Horizontal Sharding

This guide walks you through the process of sharding an existing unsharded Vitess keyspace.

Prerequisites

We begin by assuming you've completed the Getting Started guide, and have left the cluster running.

Overview

The sample clients in the examples/local folder use the following schema:

CREATE TABLE messages (
  page BIGINT(20) UNSIGNED,
  time_created_ns BIGINT(20) UNSIGNED,
  message VARCHAR(10000),
  PRIMARY KEY (page, time_created_ns)
) ENGINE=InnoDB

The idea is that each page number represents a separate guestbook in a multi-tenant app. Each guestbook page consists of a list of messages.

In this guide, we'll introduce sharding by page number. That means pages will be randomly distributed across shards, but all records for a given page are always guaranteed to be on the same shard. In this way, we can transparently scale the database to support arbitrary growth in the number of pages.

Configure sharding information

The first step is to tell Vitess how we want to partition the data. We do this by providing a VSchema definition as follows:

{
  "sharded": true,
  "vindexes": {
    "hash": {
      "type": "hash"
    }
  },
  "tables": {
    "messages": {
      "column_vindexes": [
        {
          "column": "page",
          "name": "hash"
        }
      ]
    }
  }
}

This says that we want to shard the data by a hash of the page column. In other words, keep each page's messages together, but spread pages around the shards randomly.

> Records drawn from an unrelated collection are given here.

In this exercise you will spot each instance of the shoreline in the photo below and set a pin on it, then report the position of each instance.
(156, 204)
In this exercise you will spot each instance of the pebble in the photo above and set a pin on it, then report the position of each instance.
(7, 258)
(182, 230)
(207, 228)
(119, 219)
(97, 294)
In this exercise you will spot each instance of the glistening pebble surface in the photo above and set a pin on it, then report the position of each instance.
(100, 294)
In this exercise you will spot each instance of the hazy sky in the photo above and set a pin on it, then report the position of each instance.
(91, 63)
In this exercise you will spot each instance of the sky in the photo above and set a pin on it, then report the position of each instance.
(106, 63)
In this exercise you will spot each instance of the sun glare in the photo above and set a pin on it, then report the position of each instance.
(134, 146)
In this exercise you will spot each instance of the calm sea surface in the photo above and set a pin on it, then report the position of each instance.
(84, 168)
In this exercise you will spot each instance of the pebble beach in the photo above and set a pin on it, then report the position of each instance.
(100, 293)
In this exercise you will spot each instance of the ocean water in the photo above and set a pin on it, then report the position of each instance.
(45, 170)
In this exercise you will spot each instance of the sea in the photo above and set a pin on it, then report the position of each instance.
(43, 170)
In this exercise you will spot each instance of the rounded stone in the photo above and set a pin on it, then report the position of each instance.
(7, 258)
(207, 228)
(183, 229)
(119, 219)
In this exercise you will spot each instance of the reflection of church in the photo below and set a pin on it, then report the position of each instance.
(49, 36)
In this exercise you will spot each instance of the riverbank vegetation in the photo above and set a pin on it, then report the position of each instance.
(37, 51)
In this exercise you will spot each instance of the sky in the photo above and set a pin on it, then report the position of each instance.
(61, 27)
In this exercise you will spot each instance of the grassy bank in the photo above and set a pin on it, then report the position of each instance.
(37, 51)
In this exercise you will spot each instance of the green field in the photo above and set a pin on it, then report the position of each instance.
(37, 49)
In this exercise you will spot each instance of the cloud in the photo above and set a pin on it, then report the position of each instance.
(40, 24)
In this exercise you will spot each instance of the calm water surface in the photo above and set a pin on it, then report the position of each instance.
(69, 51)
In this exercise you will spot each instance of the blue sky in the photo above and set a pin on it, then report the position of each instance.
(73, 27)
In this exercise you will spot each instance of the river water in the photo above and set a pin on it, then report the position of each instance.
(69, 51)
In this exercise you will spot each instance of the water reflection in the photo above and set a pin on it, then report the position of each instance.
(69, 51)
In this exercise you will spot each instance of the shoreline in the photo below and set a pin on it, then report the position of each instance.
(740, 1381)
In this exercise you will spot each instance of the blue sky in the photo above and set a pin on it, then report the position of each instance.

We can load this VSchema into Vitess like this:

vitess/examples/local$ ./lvtctl.sh ApplyVSchema -vschema "$(cat vschema.json)" test_keyspace

Bring up tablets for new shards

In the unsharded example, you started tablets for a shard named 0 in test_keyspace, written as test_keyspace/0. Now you'll start tablets for two additional shards, named test_keyspace/-80 and test_keyspace/80-:

vitess/examples/local$ ./sharded-vttablet-up.sh

Since the sharding key is the page number, this will result in half the pages going to each shard, since 0x80 is the midpoint of the sharding key range.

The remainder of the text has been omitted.